14. Shuffle and Sort

The shuffle phase moves data from mappers to reducers. Each map task partitions its output by reducer and writes it to local disk. The reduce tasks fetch this data, sort it by key, and merge if multiple map outputs exist.

15. Task Execution

Tasks run in separate JVMs to isolate failures. Each task has a status reported back to the tracker. Heartbeats keep track of liveness. Task logs are stored locally and can be viewed via web UI.
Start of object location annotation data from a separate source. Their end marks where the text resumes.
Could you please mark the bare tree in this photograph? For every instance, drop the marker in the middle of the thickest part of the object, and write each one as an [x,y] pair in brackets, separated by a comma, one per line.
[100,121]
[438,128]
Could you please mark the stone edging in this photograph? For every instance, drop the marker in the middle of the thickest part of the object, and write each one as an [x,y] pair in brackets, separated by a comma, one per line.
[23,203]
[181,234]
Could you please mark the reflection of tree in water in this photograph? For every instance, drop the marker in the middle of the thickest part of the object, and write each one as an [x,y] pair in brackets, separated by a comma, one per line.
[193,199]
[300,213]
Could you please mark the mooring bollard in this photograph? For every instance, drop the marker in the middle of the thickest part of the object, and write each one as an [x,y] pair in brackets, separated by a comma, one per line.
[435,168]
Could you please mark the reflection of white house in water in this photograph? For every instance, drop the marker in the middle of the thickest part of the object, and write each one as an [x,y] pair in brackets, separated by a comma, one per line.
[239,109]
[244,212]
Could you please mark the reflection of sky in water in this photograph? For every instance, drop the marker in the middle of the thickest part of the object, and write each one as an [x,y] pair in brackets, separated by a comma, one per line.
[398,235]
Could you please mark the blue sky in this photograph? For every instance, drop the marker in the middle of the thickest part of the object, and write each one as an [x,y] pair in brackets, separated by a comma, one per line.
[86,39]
16. MapReduce Types and Formats

Input and output formats determine how data is read/written. Examples:
  • TextInputFormat (default, treats each line as a record)
  • KeyValueInputFormat (splits on tab)
  • SequenceFileInputFormat (binary key/value pairs)
Writable types (e.g., IntWritable, Text) are Hadoop's serializable data types.

17. MapReduce Features

  • Combiner: pre-aggregates map output to reduce network traffic.
  • Partitioner: controls which reducer receives a key.
  • Counters: track events in job execution.
  • Distributed cache: share read-only data files (e.g., lookup tables) with tasks.

18. Hadoop Environment

Hadoop requires Java; configuration is in XML files (core-site.xml, hdfs-site.xml, mapred-site.xml, yarn-site.xml). A typical deployment has a single NameNode (or HA pair), multiple DataNodes, and ResourceManager/NodeManagers for YARN. Security may use Kerberos.

Summary

Hadoop provides a scalable storage and processing platform for big data using commodity hardware. Its architecture separates storage (HDFS) from computation (MapReduce/YARN) while supporting fault tolerance, data locality, and extensibility through an ecosystem of tools. Understanding Hadoop's components, job lifecycle, failure handling, and programming model enables developers to build efficient data processing pipelines.